Instantly, the warehouse was filled with a cacophonous racket. More than a fair few crates were pushed apart by clockwork contraptions, quickly revealing themselves to be the autonomous soldiers that Reiju had seen in the prison.
Cherry had to catch herself with her body puppeteering technique as the most overwhelming weakness she'd ever felt overcame her. Daud was twitching on the ground now, but his eyes never left her.
Most of the clockwork soldiers were outfitted with blades or other weapons, but several were cranking massive music box-like devices that served as their torsos.
There were sea stones in those music boxes, Cherry realized, and their properties were somehow transmitted into sound and amplified further still.
"Incredible," Cherry marveled. "Had it been anyone but me, this trap would have killed them. Bad luck, that."
The first of the clockwork soldiers reached her and swung one of its blade arms at her. It thumped against her shoulder uselessly before she reached up and shattered it.
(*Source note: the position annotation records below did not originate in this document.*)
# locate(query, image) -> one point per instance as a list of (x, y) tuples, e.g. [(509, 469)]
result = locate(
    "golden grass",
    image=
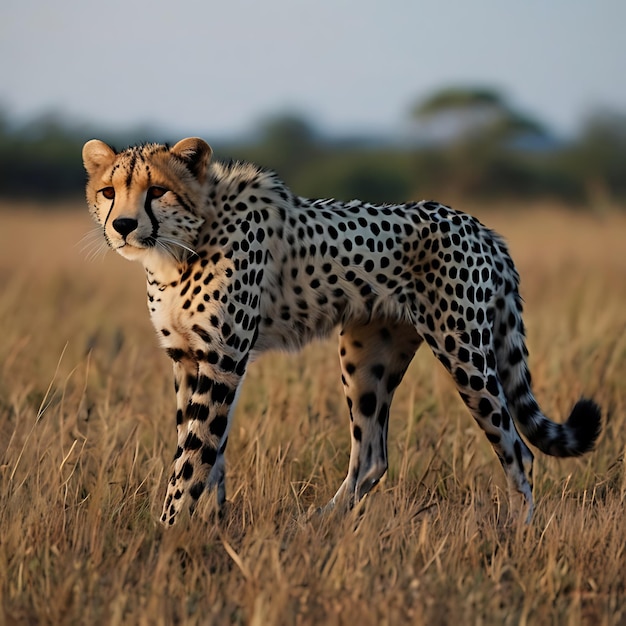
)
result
[(87, 434)]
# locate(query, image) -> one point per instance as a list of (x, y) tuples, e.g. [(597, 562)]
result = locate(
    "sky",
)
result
[(216, 69)]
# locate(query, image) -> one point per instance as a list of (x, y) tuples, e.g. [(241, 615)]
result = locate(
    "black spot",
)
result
[(515, 356), (195, 491), (492, 385), (187, 471), (461, 376), (204, 384), (476, 383), (220, 392), (176, 354), (367, 404), (198, 412), (485, 407), (192, 442), (378, 371)]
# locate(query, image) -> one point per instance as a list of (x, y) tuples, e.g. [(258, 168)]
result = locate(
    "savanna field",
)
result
[(87, 433)]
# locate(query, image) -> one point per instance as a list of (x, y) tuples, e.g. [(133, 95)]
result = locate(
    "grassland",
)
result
[(87, 434)]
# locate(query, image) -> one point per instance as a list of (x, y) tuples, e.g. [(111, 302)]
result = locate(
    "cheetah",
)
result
[(237, 264)]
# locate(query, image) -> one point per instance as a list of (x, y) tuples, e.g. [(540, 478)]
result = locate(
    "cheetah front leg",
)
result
[(206, 404), (374, 358)]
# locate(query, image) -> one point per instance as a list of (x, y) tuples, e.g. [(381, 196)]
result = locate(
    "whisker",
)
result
[(174, 242), (92, 244)]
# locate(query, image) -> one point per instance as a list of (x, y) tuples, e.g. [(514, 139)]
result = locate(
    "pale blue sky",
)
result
[(215, 68)]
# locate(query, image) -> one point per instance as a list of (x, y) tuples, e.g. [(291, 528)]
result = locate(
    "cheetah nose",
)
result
[(124, 225)]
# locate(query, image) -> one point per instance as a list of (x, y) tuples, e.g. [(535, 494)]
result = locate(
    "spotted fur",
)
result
[(236, 264)]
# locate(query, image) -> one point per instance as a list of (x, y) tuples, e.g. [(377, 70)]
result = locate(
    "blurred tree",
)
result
[(469, 139)]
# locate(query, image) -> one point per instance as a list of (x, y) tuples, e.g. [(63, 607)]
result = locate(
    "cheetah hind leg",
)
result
[(473, 369), (374, 358)]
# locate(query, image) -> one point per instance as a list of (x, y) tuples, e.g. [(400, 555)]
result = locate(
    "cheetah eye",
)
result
[(156, 192)]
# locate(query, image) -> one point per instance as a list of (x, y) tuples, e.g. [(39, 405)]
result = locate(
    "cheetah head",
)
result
[(148, 199)]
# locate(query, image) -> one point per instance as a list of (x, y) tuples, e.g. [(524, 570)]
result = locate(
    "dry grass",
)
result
[(87, 433)]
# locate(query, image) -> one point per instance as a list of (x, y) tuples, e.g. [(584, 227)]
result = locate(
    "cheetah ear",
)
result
[(195, 153), (96, 155)]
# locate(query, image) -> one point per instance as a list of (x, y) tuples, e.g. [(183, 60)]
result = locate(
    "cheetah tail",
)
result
[(582, 428)]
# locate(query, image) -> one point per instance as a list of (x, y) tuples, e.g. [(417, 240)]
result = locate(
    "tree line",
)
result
[(461, 142)]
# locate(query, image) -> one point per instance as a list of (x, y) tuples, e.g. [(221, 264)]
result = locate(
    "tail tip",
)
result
[(585, 423)]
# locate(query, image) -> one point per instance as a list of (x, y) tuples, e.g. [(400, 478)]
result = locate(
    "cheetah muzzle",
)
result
[(236, 264)]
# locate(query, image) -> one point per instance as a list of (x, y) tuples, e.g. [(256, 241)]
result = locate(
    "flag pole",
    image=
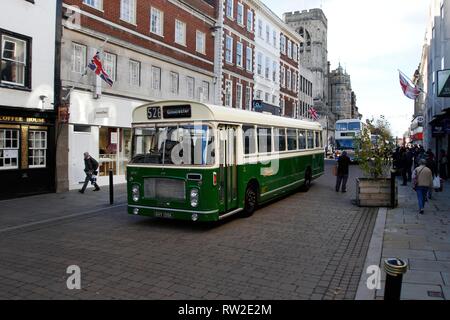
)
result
[(412, 82), (84, 71)]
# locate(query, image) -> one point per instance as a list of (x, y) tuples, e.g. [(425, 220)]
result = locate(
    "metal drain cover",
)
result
[(435, 294)]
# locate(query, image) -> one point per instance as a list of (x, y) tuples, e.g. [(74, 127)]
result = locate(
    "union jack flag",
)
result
[(313, 113), (409, 90), (97, 66)]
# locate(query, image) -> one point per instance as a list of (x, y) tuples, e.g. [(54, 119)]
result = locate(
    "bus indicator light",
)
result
[(214, 179)]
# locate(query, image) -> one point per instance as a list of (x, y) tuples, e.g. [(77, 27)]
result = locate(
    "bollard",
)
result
[(395, 268), (111, 187), (393, 184)]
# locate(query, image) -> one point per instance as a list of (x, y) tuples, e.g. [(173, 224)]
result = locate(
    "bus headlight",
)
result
[(194, 198), (135, 193)]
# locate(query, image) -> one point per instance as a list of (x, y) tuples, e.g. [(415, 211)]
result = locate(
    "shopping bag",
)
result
[(436, 182), (334, 170)]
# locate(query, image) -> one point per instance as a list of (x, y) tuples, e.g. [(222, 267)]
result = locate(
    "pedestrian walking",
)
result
[(409, 163), (443, 163), (403, 164), (431, 164), (90, 168), (422, 182), (343, 165)]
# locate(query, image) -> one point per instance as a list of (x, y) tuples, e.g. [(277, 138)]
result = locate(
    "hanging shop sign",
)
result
[(443, 83)]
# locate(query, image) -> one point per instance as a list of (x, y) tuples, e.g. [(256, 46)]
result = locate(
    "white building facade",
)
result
[(267, 56), (27, 117), (172, 60)]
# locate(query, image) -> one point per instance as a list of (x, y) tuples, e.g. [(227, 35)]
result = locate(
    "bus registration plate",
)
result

"I wouldn't want to fight a real threat in this kind of environment, but little ol' you is no big deal," Cherry said as she proceeded to turn the other clockwork soldiers to scrap.
Daud looked just a bit haunted as he stood up after the final music box stopped playing. He readied a sword and dagger and duplicated himself one final time. He wasn't running anymore.
Cherry smiled at him, then she moved.
…
"Back already?" Reiju asked as Cherry hopped through the window of their room.
"Indeed! I've got some fancy new trinkets too!" Cherry chirped. "I can't wait to show Franky and Usopp! They'll love them!"
"So where's Daud?" Nami questioned. "You didn't kill him, did you? Things will go a lot easier for Corvo if they have the actual assassin to put on trial."
"Of course he's still alive," Cherry huffed. "Do you think I'm some kind of brute?"
Nami raised an eyebrow at her.
"I know how to hold back!" Cherry defended. "And if I didn't, I could still put him back together after breaking him!"
"Anyways, I stashed him in a safe place. He isn't going anywhere," Cherry claimed.
…
When Daud awoke, he was greeted by an impossible reality.
He laid upon a bed of clouds, not mere water vapor but as soft as the finest feather down.
Daud didn't believe in any afterlife, but he'd been certain that if there was one, he wouldn't be going anywhere good. It was only this fact, along with his aching body from the beating he took, that told him he wasn't dead.
His back protested when he tried to sit up, so he just laid there as he looked around.
As unlikely as it seemed, he appeared to genuinely be lying on a cloud in the sky. To his left was a barrel labeled 'water' and a pile of hardtack. To his right there was a mini den den mushi in a terrarium filled with fresh leafy greens. On the terrarium's glass was a note that read, "Don't steal the snail's food, or I'll strangle you with your entrails."
Daud believed it.
At least he wasn't left to starve to death.